Na teoria, a guerra afetaria em especial os combustíveis fósseis, a gasolina e o diesel, sendo o etanol brasileiro um potencial trunfo. Mas o combustível de cana está no período de entressafra, quando os preços são normalmente mais caros. Como custo cada vez mais caro para encher o tanque, volta aquela antiga dúvida dos motoristas. Afinal, vale a pena abastecer com etanol ou gasolina?

Para decidir entre etanol e gasolina em veículos flex, motoristas costumam recorrer à chamada regra dos 70%. O cálculo é simples: basta dividir o preço do etanol pelo da gasolina. Quando o resultado é igual ou inferior a 0,70, o etanol tende a ser mais vantajoso financeiramente.

Essa lógica existe porque o etanol possui menor densidade energética e, em geral, rende menos quilômetros por litro. No entanto, especialistas apontam que essa referência não é absoluta. O engenheiro mecânico Humberto Daher explica que a relação pode variar de acordo com o projeto do motor e a eficiência do veículo.

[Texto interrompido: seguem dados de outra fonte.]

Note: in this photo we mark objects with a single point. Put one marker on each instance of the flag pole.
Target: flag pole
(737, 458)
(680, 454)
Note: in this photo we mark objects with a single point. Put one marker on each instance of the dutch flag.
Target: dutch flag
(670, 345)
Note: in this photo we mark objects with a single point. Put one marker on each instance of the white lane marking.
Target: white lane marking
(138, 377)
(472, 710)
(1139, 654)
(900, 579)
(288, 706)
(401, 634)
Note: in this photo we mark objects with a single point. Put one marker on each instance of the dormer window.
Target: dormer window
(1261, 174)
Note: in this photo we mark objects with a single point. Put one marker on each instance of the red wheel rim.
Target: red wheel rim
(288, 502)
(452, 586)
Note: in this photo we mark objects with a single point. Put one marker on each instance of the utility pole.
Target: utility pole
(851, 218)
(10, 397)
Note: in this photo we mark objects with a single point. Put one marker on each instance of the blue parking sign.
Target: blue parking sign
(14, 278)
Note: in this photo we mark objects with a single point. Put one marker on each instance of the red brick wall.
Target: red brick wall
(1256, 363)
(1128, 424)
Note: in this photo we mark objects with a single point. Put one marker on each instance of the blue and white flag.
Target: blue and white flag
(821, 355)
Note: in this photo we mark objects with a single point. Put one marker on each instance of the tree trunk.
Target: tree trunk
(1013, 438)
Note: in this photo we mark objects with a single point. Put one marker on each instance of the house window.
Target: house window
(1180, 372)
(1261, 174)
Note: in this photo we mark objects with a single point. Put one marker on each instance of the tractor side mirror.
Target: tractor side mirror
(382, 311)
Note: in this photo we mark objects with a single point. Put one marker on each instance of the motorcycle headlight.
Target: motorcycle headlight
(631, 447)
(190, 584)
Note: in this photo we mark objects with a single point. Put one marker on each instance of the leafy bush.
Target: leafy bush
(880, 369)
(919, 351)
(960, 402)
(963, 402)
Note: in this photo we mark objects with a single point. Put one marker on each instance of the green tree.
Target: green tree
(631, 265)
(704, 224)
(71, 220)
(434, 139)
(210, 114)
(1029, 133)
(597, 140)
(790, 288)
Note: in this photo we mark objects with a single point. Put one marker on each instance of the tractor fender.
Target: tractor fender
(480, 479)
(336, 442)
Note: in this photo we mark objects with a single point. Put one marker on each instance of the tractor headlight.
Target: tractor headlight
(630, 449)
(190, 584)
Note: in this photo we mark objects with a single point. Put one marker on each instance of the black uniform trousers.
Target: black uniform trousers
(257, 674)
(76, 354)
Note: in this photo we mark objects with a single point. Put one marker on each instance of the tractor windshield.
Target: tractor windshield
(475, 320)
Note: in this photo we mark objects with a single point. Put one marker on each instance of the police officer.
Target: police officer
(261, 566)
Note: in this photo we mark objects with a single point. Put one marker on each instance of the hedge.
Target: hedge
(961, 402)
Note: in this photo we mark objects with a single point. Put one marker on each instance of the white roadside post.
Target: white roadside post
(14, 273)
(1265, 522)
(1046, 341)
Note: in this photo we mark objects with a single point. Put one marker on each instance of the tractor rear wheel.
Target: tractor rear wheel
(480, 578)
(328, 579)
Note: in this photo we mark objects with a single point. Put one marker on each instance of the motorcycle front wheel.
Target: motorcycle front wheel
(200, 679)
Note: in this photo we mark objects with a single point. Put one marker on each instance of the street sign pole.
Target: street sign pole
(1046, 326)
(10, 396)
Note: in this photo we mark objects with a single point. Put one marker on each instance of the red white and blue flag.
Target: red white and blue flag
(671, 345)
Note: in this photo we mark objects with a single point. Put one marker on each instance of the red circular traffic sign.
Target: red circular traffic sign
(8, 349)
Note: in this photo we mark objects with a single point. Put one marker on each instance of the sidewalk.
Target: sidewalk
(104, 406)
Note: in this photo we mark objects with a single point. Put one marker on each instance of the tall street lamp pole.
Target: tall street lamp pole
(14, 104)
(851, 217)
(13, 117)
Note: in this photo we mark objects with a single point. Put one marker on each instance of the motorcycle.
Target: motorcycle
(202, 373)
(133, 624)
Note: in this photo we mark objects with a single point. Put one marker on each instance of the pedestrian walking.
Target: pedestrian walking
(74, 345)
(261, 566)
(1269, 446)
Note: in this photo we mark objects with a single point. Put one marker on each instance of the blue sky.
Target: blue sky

Em carros mais modernos, por exemplo, o ponto de equilíbrio pode chegar a 75% do valor da gasolina, dependendo da calibração do motor e da tecnologia de injeção.

“A ‘regra dos 70’ serve como regra geral, mas não atinge todos os carros: tem veículo que é 27% outro 20%. Ideal é o próprio motorista fazer o teste. Para isso, experimente 100% do tanque com etanol e meça o consumo. Após, faça o mesmo com gasolina, tomando cuidado de seguir a mesma rotina e trajeto. Com esses números, ele poderá descobrir a equação adequada para seu veículo”, orienta.

Outro fator relevante é a evolução da mistura de etanol na gasolina ao longo dos anos. Quando a regra dos 70% se popularizou, a gasolina brasileira possuía cerca de 22% de etanol anidro. Hoje, esse percentual está próximo de 30%, o que altera parcialmente a relação de consumo.

Por esse motivo, especialistas recomendam que o motorista avalie o desempenho real do próprio carro. Uma forma prática é realizar testes simples: abastecer um tanque completo com etanol e registrar o consumo médio. Em seguida, repetir o processo com gasolina, mantendo trajetos e condições semelhantes. Com esses dados, é possível calcular qual combustível oferece melhor custo por quilômetro rodado.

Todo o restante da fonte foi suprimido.